The state highway department and others have spent $72 million in the last 10 years restoring parts of N.C. 12, not counting bridge-building costs.

The groups plans over the next few months to prioritize the most vulnerable places, come up with the best solution to fix them and try to fund the projects.

“You can’t ask anybody for money if you don’t have a plan,” Outten said.

Including the effects of sea level rise could help land state and federal grants, he said. The group will seek different sources of money such as grants rather than only state highway funding.

“Sea level rise must be taken into account, absolutely,” said Dave Hallac, superintendent of the National Parks of Eastern North Carolina.

N.C. 12 on Hatteras Island gets a low rating for state funding because it’s a sparsely populated area with heavy traffic only in the summer, said Stirling Baker, division 1 engineer for the North Carolina Department of Transportation.

Bridges have proven to be the best long-term solution, but are more expensive than widening beaches and rebuilding dunes.

A 2.4-mile long bridge in Rodanthe is costing $145 million to resolve problems with a frequently flooded stretch of N.C. 12 known as the ‘S curves.’ The bridge is set for completion by early next year and resolves one of the seven hot spots.

Another bridge, about a half-mile long, north of Rodanthe fixed an area where Hurricane Irene created a new inlet after storm surge cut through N.C 12 in 2011. It cost $14.3 million.

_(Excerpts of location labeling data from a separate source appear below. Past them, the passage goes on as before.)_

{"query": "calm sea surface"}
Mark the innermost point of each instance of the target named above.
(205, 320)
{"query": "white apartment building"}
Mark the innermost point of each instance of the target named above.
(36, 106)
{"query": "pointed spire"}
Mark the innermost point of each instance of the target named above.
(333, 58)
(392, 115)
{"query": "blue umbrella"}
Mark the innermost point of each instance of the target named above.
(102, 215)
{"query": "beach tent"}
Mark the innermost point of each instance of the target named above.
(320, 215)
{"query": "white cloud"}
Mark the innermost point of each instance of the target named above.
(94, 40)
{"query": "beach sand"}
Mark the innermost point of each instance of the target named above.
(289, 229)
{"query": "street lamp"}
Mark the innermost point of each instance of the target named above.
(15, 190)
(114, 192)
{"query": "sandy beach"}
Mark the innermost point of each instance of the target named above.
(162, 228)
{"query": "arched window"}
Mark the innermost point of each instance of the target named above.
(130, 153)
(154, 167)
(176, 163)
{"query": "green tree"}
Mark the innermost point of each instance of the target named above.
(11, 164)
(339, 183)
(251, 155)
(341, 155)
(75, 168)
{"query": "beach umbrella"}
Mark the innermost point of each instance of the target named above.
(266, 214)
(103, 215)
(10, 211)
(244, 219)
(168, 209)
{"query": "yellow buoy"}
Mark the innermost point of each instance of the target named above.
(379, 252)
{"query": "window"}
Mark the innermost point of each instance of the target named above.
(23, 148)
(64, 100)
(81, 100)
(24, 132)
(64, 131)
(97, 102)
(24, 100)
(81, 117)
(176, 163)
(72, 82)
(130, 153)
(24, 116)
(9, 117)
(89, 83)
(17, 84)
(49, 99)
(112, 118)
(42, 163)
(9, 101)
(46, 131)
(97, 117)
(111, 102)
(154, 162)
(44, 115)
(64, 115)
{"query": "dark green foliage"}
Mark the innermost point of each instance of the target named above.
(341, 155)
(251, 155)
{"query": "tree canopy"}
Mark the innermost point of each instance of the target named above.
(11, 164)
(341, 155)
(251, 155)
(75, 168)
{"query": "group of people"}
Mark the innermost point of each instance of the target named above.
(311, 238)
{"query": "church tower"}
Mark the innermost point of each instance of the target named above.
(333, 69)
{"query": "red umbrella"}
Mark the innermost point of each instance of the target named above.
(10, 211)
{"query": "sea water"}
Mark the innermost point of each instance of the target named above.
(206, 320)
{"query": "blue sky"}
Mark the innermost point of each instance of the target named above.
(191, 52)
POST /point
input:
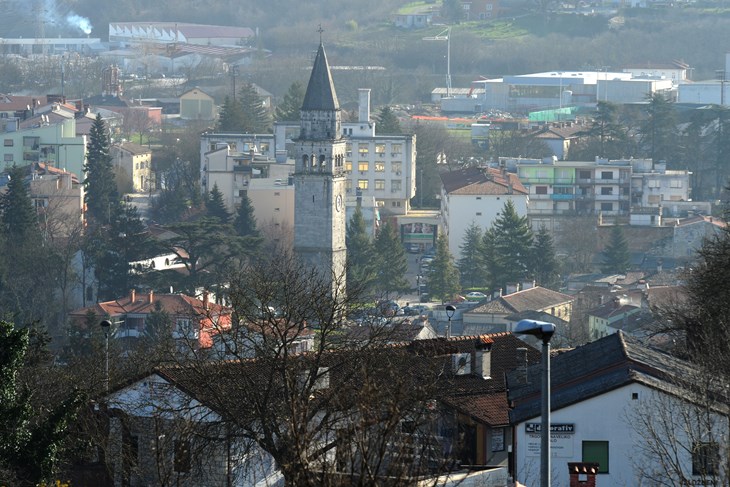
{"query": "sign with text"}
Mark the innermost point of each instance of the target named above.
(561, 439)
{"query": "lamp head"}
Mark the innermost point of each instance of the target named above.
(540, 329)
(450, 310)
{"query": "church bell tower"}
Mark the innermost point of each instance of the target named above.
(319, 178)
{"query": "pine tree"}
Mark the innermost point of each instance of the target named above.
(215, 207)
(471, 263)
(512, 246)
(392, 261)
(291, 104)
(255, 116)
(616, 257)
(245, 222)
(545, 264)
(387, 122)
(101, 198)
(361, 269)
(19, 221)
(443, 276)
(231, 118)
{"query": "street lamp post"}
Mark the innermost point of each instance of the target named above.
(106, 326)
(544, 331)
(450, 310)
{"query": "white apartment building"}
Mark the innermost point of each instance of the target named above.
(382, 167)
(477, 195)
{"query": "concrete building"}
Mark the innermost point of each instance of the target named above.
(477, 195)
(55, 144)
(136, 162)
(628, 407)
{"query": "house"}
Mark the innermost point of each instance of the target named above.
(135, 161)
(467, 422)
(628, 407)
(195, 104)
(192, 319)
(476, 195)
(492, 316)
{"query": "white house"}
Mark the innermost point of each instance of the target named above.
(477, 195)
(626, 407)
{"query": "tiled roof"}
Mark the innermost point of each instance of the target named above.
(481, 181)
(593, 369)
(320, 93)
(535, 299)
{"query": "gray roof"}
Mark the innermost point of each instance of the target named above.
(594, 369)
(321, 89)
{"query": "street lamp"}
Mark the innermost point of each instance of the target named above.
(106, 325)
(450, 310)
(543, 331)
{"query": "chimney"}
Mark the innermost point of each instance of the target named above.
(582, 474)
(363, 105)
(522, 365)
(483, 362)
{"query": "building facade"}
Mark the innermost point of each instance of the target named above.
(319, 179)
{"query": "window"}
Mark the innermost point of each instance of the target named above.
(182, 458)
(596, 451)
(705, 458)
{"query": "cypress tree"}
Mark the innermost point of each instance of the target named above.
(101, 198)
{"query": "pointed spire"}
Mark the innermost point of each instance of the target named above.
(320, 90)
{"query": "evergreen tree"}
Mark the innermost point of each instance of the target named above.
(616, 257)
(471, 263)
(443, 276)
(255, 116)
(19, 221)
(231, 117)
(361, 268)
(215, 207)
(245, 222)
(512, 246)
(33, 437)
(291, 104)
(387, 122)
(545, 264)
(101, 198)
(658, 130)
(392, 261)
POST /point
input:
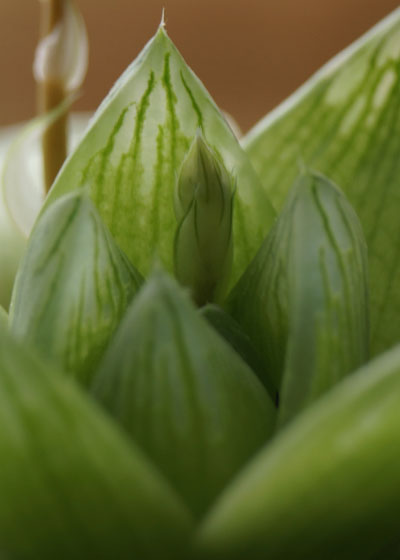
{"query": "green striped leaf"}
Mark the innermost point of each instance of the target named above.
(134, 148)
(303, 300)
(345, 122)
(231, 331)
(22, 188)
(71, 485)
(73, 286)
(328, 485)
(184, 396)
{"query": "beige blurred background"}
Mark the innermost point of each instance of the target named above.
(250, 54)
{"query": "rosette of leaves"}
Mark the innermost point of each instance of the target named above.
(136, 425)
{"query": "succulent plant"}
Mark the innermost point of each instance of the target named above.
(200, 358)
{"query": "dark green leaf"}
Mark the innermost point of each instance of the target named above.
(345, 122)
(303, 300)
(71, 485)
(185, 397)
(328, 485)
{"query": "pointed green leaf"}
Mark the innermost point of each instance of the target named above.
(303, 300)
(230, 330)
(345, 122)
(71, 485)
(73, 286)
(328, 485)
(135, 146)
(3, 318)
(185, 397)
(22, 190)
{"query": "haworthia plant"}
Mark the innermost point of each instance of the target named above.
(327, 486)
(73, 286)
(303, 300)
(165, 446)
(346, 123)
(72, 486)
(185, 397)
(133, 150)
(231, 331)
(3, 318)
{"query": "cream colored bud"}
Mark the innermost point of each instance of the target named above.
(62, 55)
(203, 207)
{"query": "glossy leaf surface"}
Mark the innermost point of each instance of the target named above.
(303, 300)
(230, 330)
(185, 397)
(327, 487)
(73, 286)
(71, 485)
(22, 189)
(345, 123)
(133, 150)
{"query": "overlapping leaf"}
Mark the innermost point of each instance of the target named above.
(133, 150)
(73, 286)
(230, 330)
(185, 397)
(72, 486)
(327, 487)
(22, 188)
(303, 300)
(346, 123)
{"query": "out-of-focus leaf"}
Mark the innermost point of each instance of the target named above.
(71, 485)
(22, 190)
(303, 300)
(73, 286)
(135, 145)
(62, 55)
(185, 397)
(345, 123)
(230, 330)
(328, 485)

The remaining chronically bad spots are:

  • Just south of Oregon Inlet
  • Across from the Pea Island National Wildlife Refuge visitor center
  • At Avon
  • At the north end of Buxton
  • Between Frisco and Hatteras Village
  • At the north end of Ocracoke Island

The highway at the north end of Ocracoke may be the most vulnerable. Storm surge often breaks through the dunes, washing away the ground below below the road and buckling the pavement and disrupting ferry service from Hatteras Island. Erosion also threatens the ferry docks themselves,

“It’s very fragile there,” Hallac said.